The Quinacridone Pigments

The Versatile Beauty of Quinacridone Pigments

First introduced in 1958 for automobile colourants and artists' paints, Quinacridone pigments offer a stunning range of colours. While their raw solutions appear yellow to orange, the final hue depends on how they are processed. This versatility allows for a broad spectrum of shades, including:

• Golden Yellow (PO49)
• Reddish Orange (PO48)
• Middle Red (PR209)
• Coral (PR207)
• Red/Rose (PV19)
• Rose (PV42)
• Magenta (PR122, PR202)
• Maroon (PR206)
• Deep Reddish Violet (PV19)

Why Quinacridone Rose Watercolours Vary

Not all Quinacridone Rose Watercolours are the same. The exact shade can vary based on how the pigment is processed by the manufacturer, as well as the unique binders and formulations used by different paint brands.
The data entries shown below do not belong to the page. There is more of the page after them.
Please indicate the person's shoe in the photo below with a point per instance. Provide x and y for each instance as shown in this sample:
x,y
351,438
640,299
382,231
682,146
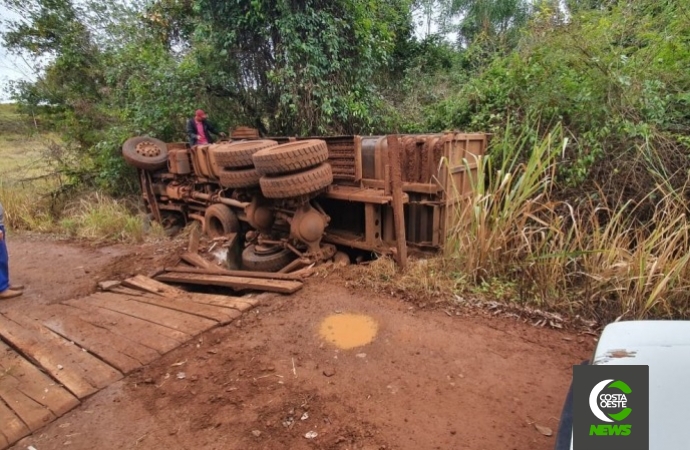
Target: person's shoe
x,y
9,293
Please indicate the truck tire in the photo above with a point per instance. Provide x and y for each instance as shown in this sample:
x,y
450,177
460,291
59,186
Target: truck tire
x,y
239,178
220,220
266,262
145,153
237,154
291,157
297,184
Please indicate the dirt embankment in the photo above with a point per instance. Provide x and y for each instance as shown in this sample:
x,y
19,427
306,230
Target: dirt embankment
x,y
426,381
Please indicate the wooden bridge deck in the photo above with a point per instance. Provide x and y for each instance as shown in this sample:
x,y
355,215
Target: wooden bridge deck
x,y
53,358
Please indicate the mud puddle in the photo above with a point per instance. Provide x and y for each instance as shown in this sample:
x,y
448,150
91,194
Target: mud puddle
x,y
347,331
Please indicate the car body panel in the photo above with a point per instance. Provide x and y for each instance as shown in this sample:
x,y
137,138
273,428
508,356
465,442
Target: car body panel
x,y
665,347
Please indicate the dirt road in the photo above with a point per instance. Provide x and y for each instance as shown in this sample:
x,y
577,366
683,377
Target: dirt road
x,y
426,381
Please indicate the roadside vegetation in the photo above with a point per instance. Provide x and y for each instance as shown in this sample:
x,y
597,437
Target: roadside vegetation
x,y
580,205
37,198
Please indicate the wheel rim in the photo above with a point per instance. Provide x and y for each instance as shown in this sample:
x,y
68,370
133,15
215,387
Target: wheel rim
x,y
148,149
215,227
265,250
The Advantages of Quinacridone Pigments

Despite these variations, all Quinacridone pigments share key characteristics that make them a favourite among artists:

• Exceptional Transparency – Ideal for layering and glazing
• Brilliant Vibrancy – Offering intense, luminous colour
• Outstanding Permanence – Replacing fugitive natural organic pigments like Rose Madder

With their striking hues and reliable performance, Quinacridone pigments are an essential addition to any artist’s palette.

Quinacridone Rose on our triple roll mill

Our current range as of (01/04/2021) at Jackman’s is: Quinacridone Rose (PV19), Permanent Rose (PV19), Quinacridone Magenta (PR122) & Quinacridone Red Violet (PV19)

The Science

Bruce from Handprint puts this the best:

The structure of beta quinacridone PV19 is characteristic: two pairs of oxygen and nitrogen atoms set in five (hence the "quin," for five) interlinked rings of carbon. Chemical variations arise from groups of atoms hung symmetrically from both sides of the molecule, which act both as auxochromes to modify the color and as complementary chemical bonds that link the quinacridone molecules into chemically more stable crystal chains. (The diagram shows the nitrogen/hydrogen and oxygen components of PV19 in these auxochrome locations.) For example, substitution of these auxochromes by methyl (CH3) gives PR122 and by chlorine (Cl) gives PR202. Interestingly, a solution of quinacridone molecules typically is a pale yellow to orange color: the pigment color is actually determined by the particle size, the crystal modification, variations in the auxochromes, or by crystallizing together different quinicridone molecules, including quinacridone quinone or even other pigments (a proprietary pigment by Ciba-Geigy, PR N/A, is a mixed crystallized form of beta quinacridone with a diketo-pyrrolo pyrrole). Much of the color variation arises from differences in the way the quinacridone molecules combine into crystals, which can be altered through grinding with salts or heating in solvents.